Abstract

The principal aim of this paper is to analyze the trends of the multi-annual course of the selected characteristics of extreme precipitation, snow cover and atmospheric thunderstorms in the second half of the twentieth century in Poland. The results of these investigations show that in Poland it is only possible to determine a weak decreasing trend of extreme precipitation events in the S and especially in the SW part of the country. In northern Poland, opposite, although similarly weak, trends have also been observed. It is assumed that the most essential features of long-term changeability of extreme precipitation include a higher than average number of days with extremely high precipitation during the 1960s and 1970s, a distinctly lower frequency of such days during the 1950s, 1980s and in the first half of the1990s.
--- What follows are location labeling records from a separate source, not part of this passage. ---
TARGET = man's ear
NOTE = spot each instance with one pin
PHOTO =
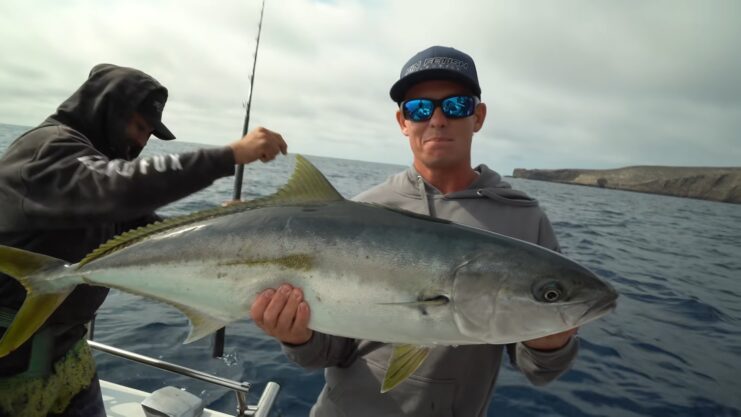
(402, 122)
(480, 115)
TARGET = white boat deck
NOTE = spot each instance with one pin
(121, 401)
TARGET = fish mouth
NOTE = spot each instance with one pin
(600, 307)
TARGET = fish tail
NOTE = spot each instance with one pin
(33, 271)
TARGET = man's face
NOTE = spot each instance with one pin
(440, 142)
(138, 131)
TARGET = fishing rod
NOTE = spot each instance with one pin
(218, 350)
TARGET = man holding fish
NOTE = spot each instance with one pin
(440, 110)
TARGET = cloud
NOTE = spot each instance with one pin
(574, 83)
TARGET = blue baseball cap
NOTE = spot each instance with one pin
(436, 63)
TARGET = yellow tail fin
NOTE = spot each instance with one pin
(32, 270)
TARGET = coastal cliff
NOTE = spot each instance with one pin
(716, 184)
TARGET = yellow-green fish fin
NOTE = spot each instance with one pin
(404, 360)
(41, 299)
(307, 185)
(201, 324)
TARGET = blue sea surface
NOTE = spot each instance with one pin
(672, 347)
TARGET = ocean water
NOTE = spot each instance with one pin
(672, 347)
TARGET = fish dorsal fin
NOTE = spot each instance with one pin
(307, 185)
(404, 360)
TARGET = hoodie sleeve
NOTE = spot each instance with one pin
(321, 351)
(68, 182)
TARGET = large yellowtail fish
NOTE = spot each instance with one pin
(367, 272)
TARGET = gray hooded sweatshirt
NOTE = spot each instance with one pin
(453, 381)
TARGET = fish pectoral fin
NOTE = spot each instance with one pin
(438, 300)
(404, 360)
(201, 324)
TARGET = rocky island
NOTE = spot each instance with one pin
(716, 184)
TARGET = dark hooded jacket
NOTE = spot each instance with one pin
(73, 182)
(452, 381)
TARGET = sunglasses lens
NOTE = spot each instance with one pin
(418, 109)
(457, 107)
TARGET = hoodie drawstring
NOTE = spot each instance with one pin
(423, 193)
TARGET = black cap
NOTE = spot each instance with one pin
(436, 63)
(151, 109)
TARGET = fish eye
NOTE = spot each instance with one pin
(549, 292)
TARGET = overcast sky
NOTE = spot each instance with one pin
(568, 84)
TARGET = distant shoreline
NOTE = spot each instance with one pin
(721, 184)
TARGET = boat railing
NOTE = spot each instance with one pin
(241, 389)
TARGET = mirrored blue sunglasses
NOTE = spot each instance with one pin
(453, 107)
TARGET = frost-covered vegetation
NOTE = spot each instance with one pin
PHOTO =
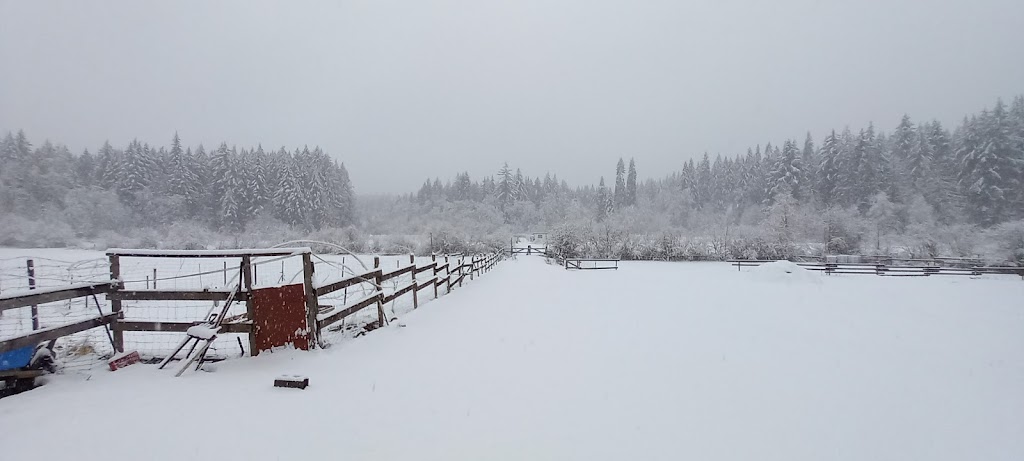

In Poland it is possible to distinguish four broad homogenous areas in terms of the long-term changes in the occurrence of extreme precipitation events. There is considerable regional differentiation when it comes to the occurrence of thunderstorms in Poland, and their long-term changeability does not show any clear trends. Only three stations have determined a weak increase in the number of thunderstorms during the last 120 years. In some stations, an increase in the number of days with thunderstorms during the winter seasons was also observed. There were no significant trends in extreme snow cover in Poland. The periods that contained large and small areas of extreme snow cover thickness occurred alternately. Since the winter season 1987/88, the area of extremely thin snow cover has remained at a relatively high level.